It's not possible to get all the features of our admin2 layer in one go, this would kill our server. The maximum number of features that you can fetch in one go is: 10000. see MaxRecordCount in: https://gis.unhcr.org/arcgis/rest/services/core_v2/wrl_polbnd_adm2_a_unhcr/MapServer

So, to get the next 10000 features, you need to add the query parameter: resultOffset=10000 to your GET request. And so on to get the rest. But this is not ideal if you are using Leaflet.

In Leaflet do you need the layer as a vector format with its attribute data that you can query or a raster basemap would be enough?

bluefoxr commented 1 year ago

Hi @Edouard-Legoupil and @pvernier thanks very much for the helpful answers. I had found the query form but was missing the syntax of what to write in the "where" field, so now after your pointers it makes much more sense.

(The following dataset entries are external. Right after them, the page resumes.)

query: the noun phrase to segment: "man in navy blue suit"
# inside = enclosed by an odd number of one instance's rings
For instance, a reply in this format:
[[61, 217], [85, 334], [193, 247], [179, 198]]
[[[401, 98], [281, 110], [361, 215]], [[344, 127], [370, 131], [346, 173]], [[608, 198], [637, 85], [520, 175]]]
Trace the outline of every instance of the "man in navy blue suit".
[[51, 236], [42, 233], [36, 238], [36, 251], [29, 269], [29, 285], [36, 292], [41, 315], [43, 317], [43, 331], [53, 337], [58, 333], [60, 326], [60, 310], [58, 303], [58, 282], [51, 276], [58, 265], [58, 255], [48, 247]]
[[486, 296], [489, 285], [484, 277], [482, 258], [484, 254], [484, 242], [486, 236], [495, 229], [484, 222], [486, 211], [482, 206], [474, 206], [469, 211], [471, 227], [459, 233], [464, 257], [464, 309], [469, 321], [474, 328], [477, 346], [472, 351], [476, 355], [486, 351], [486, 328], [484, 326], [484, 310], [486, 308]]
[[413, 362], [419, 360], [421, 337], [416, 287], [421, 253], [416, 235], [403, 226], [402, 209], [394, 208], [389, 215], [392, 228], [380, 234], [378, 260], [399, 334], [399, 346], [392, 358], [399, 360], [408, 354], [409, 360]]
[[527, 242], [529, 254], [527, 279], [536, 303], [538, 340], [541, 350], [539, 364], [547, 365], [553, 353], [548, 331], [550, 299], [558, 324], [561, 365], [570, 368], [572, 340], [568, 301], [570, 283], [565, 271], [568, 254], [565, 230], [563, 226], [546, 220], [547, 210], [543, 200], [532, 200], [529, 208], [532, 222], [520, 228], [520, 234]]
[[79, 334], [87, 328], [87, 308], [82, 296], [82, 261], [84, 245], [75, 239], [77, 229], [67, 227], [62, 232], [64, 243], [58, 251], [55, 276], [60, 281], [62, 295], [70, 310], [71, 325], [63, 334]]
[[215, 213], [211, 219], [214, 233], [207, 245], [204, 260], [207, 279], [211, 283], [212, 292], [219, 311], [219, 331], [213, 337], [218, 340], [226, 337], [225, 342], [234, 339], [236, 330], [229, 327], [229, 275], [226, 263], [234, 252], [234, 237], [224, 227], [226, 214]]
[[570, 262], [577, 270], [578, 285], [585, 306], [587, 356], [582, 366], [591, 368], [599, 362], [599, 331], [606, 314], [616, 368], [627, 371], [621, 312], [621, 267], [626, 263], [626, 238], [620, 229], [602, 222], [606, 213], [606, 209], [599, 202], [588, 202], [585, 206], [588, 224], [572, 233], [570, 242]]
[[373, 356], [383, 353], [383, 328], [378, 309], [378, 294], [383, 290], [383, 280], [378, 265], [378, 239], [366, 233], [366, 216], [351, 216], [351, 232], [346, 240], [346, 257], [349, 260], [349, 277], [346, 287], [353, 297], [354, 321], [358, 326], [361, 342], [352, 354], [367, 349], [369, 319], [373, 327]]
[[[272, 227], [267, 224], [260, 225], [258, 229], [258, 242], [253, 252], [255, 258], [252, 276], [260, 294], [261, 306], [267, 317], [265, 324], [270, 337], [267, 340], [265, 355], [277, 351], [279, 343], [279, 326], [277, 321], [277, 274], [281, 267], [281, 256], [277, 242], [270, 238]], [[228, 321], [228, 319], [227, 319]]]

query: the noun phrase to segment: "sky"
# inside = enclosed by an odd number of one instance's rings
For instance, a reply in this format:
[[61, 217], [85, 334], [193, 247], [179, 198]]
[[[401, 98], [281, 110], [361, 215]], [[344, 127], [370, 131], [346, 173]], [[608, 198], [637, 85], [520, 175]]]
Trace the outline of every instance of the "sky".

@pvernier what we are doing is generating choropleth maps using leaflet, through R, at the admin 2 level. So I basically need the borders of the admin 2 regions. The maps we are generating look something like this (here I manually downloaded the shape files for Guatemala):

image

We are developing a tool where users put in their data at admin2 level (for a single country of their choice) and one of the outputs will be a map like this. So in my code I need to be able to get, for any given country, the borders (I guess as a vector format) plus the identifier code for each region so I can match it with user data.

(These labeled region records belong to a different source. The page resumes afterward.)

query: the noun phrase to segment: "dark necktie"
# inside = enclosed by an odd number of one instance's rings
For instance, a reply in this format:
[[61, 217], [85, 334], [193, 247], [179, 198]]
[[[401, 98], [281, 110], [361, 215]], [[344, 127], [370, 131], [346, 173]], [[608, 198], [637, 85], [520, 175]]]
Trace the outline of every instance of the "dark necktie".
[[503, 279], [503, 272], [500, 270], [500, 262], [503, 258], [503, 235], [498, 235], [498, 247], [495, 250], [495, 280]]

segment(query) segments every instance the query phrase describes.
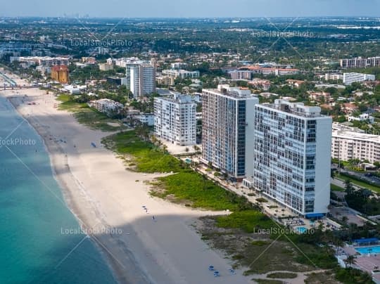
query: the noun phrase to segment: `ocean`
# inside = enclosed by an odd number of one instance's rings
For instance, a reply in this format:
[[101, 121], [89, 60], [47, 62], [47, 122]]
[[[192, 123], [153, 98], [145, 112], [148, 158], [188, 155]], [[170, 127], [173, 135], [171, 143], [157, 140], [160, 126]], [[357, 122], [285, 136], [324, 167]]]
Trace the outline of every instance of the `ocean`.
[[116, 283], [78, 228], [42, 138], [0, 96], [0, 283]]

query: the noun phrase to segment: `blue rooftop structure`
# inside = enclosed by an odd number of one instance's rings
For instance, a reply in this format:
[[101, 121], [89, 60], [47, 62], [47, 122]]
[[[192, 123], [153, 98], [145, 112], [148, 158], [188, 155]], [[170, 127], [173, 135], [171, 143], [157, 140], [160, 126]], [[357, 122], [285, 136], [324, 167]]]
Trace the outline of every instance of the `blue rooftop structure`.
[[323, 213], [310, 213], [307, 214], [305, 217], [306, 219], [315, 219], [315, 218], [323, 218], [324, 214]]
[[378, 238], [358, 238], [353, 240], [353, 243], [369, 243], [379, 242]]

Hopefully that makes sense. I think using the query form as you show is a good approach, and perhaps I can narrow down the fields to just the ones we need to speed things up. Substituting the ISO code in the string is no problem so I can hopefully generate queries in my code based on that.

However if you have any further suggestions please let me know. Thanks again for your help.

bluefoxr commented 1 year ago

p.s. @Edouard-Legoupil I take note of the idea to simplify the geometry, thanks for that.

Edouard-Legoupil commented 1 year ago

Hello - I changed the name of the ticket - following up on this - if we want to get colleagues to test the app - we need to offer the map background for different countries... Why not - at least to start with a pre-built data file in the package with all the admin 2 geometries (simplified and maybe only in the Americas to start with.. !) and admin2 id (so that we can verify a good match when people upload the data file) - and then offer this within an initial dropdown -

bluefoxr commented 1 year ago

Hi @Edouard-Legoupil I can get to work on this next. I think I would try to go directly for the API though, as it doesn't look too complicated now I understand the API a bit better. In either case once I start working on it a bit more closely I think it will be clear what the best approach is.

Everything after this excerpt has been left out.